Monday, November 19, 2012

9 minute Absence Seizure

You know me and my superstitions.  I hadn't mentioned it, but was about to say something.  That Jenelle was having a really good no-seizure streak.  Oh well, it was a good run.  Until Saturday, Jenelle had been doing relatively well with Onfi.  The absence seizures we were seeing had settled down a bit, and no more grand mals!  None since starting Onfi!  All of this great seizure control since early August - it was quite a streak if I say so myself.  But all the knocking on wood is really just superstition, and if she's going to have a seizure, she's going to have a seizure.

This weekend, Jack's travel ball team had it's first tournament of the new season in Fountain Valley.  Grandma was watching Jenelle as I was keeping score - they were walking around behind the back stops.  We were at one of those multi-field places where three back stops back up to each other, and there was a game going on at the field behind ours.  All of a sudden, I saw Grandma violently fall to the ground.  Instinctively thought she was hit by a foul ball, and dropped everything to get to her.  It was then I realized that it wasn't a baseball at all, but Jenelle had fallen to the ground due to a "drop seizure" and took Grandma to the ground as well. 

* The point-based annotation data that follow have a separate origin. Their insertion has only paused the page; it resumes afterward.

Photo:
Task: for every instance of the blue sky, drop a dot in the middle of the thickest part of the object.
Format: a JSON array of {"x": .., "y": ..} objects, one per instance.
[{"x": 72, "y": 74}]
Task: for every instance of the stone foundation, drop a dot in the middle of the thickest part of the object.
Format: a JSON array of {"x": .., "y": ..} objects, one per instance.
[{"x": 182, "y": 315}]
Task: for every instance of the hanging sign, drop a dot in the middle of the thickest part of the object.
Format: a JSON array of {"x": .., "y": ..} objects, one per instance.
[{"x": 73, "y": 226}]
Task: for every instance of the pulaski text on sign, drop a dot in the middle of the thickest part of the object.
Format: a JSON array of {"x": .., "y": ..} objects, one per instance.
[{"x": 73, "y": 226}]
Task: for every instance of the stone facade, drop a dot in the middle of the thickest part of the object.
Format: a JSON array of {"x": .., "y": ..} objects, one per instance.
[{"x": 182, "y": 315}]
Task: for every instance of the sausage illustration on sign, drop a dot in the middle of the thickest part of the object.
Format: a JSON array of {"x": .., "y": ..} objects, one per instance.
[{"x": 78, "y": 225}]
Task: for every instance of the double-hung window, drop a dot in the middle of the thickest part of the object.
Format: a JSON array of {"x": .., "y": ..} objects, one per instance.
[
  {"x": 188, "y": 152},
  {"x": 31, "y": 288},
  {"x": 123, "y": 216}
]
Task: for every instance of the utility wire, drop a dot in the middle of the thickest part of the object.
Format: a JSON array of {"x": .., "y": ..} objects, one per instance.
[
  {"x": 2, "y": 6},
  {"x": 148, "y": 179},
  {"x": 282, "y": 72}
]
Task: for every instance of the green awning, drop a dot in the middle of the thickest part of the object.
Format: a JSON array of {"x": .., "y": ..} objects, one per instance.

Two gentlemen friends of ours ran to help me with both Grandma and Jenelle.  Grandma was OK, but with her history of back and knee pain I knew she was going to hurt later because the fall was pretty hard.  We helped Jenelle stand up, and she remained quiet for quite a while.  It was then that I realized she was in an absence seizure.  With Jenelle, there is always a delayed reaction, and Grandma said Jenelle hit her head pretty hard when she fell.  As we waited for some sort of reaction for Jenelle, I realized we needed to start timing the seizure.  Two minutes had already passed.  Absence seizures are very tricky to spot, this because often times the patient seems to be somewhat alert.  Jenelle was smacking her lips, chewing, and blinking here eyes while looking around.  Definite obvious signs of an absence seizure.  I confirmed it was a seizure by holding her hand and arm; you could almost feel the electricity pulsating in her.  When the timer on my phone reached 4 minutes, we moved her to the grass.  After 5 minutes, Jenelle was still not seizing so I gave her Diastat.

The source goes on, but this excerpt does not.